My thought is why NOT have a pump that works for both?


----------



## johnnyspoke (Sep 15, 2005)

rshalit said:


> 1. Ever had a Float X2 shock loosen its air sleeve (can) and blow all its air out on the trail in the middle of nowhere? I have, and so have others: the only fix is to push and then rotate the sleeve back on and re-pressurize, otherwise it's a long, slow trek back home with little clearance for pedals as the shock is completely retracted.


Yes. But I had a shock pump with me! ...only problem, while I was pumping up the shock the hose split and let all the remaining air out. 20 miles to the car and approaching sunset, I used my tire mini pump to put maybe 40 psi in the shock to sort of make the bike rideable.

And no one I came across was carrying a shock pump


----------



## rshalit (Oct 27, 2006)

eggs ackley - might as well get 2 fer 1 if significantly less weight penalty than carrying 2 pumps.


----------



## wschruba (Apr 13, 2012)

Look at the stroke of the pump. Anything even remotely capable of pumping a shock to high pressure will blow (in the worst possible way) for inflating (especially) a high volume tire.
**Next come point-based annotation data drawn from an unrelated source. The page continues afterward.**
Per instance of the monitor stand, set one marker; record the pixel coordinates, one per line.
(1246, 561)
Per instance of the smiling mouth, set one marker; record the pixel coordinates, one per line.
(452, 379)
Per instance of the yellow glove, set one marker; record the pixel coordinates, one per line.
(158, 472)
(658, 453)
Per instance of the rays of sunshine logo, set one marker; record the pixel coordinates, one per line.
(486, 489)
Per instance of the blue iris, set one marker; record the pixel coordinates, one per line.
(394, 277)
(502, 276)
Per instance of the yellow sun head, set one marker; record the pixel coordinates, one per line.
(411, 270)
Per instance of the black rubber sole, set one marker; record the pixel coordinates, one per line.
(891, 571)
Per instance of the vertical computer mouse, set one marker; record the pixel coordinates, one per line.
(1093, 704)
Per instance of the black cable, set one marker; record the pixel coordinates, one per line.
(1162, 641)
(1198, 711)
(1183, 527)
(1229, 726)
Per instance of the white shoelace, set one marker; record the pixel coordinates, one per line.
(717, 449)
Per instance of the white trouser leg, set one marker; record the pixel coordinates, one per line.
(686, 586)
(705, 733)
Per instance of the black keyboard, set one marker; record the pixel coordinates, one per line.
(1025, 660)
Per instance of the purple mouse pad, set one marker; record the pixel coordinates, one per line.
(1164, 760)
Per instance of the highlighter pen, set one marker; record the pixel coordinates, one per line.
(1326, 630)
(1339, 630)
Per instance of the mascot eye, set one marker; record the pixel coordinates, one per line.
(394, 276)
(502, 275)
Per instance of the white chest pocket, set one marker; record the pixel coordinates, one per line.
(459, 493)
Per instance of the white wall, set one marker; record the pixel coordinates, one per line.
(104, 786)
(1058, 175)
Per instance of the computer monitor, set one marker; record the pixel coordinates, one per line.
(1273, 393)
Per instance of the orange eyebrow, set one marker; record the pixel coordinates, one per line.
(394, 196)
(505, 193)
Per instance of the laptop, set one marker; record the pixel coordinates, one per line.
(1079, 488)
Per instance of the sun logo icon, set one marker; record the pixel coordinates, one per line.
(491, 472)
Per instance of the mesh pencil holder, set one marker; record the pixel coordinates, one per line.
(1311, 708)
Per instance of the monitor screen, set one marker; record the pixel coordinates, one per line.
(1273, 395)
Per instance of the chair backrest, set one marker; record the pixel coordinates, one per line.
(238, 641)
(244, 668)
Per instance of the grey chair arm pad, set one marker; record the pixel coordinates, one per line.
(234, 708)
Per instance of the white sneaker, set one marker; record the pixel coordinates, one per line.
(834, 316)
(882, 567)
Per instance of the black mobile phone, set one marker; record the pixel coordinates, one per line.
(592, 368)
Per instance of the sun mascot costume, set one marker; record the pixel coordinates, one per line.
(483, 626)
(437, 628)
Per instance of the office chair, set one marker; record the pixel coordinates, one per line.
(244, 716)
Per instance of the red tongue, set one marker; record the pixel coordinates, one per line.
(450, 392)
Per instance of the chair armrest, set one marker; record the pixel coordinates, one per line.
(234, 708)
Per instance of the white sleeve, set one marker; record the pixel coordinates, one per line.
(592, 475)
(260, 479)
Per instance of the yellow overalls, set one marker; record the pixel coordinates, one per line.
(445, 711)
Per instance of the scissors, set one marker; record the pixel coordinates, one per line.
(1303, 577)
You're welcome to spend your own money to find it out yourself, of course...


----------



## Slash5 (Nov 27, 2011)

Airace Dual Jet TS Mini Pump 300psi | Planet X


----------



## rshalit (Oct 27, 2006)

just got mine - here's what I found: on the high pressure setting it works better than the pumps Fox used to ship with all of their forks and shocks, and the pressure gauge seemed approximately correct (with forks and shocks I use sag anyway, not the pump's analogue gauge's inaccurate psi reading). The high volume setting works as well as any trail pump I've used, and I've used many - the switch from Schraeder to Presta fittings is fast, easy and tight, no clamping, etc.; the pressure gauge doesn't register at the 10-13 psi I use in front (on 2.35 x 27.5 mounted on Ibis 741 rims), but before each ride I check pressures with a digital gauge anyway. Anyway...I always hope to not have to use a pump for any reason on the trail, or do any trail wrenching, or hit my head, or dehydrate or defecate, but I like being prepared, and over the many decades I've been glad to have the proper tools along, jus' in case..


----------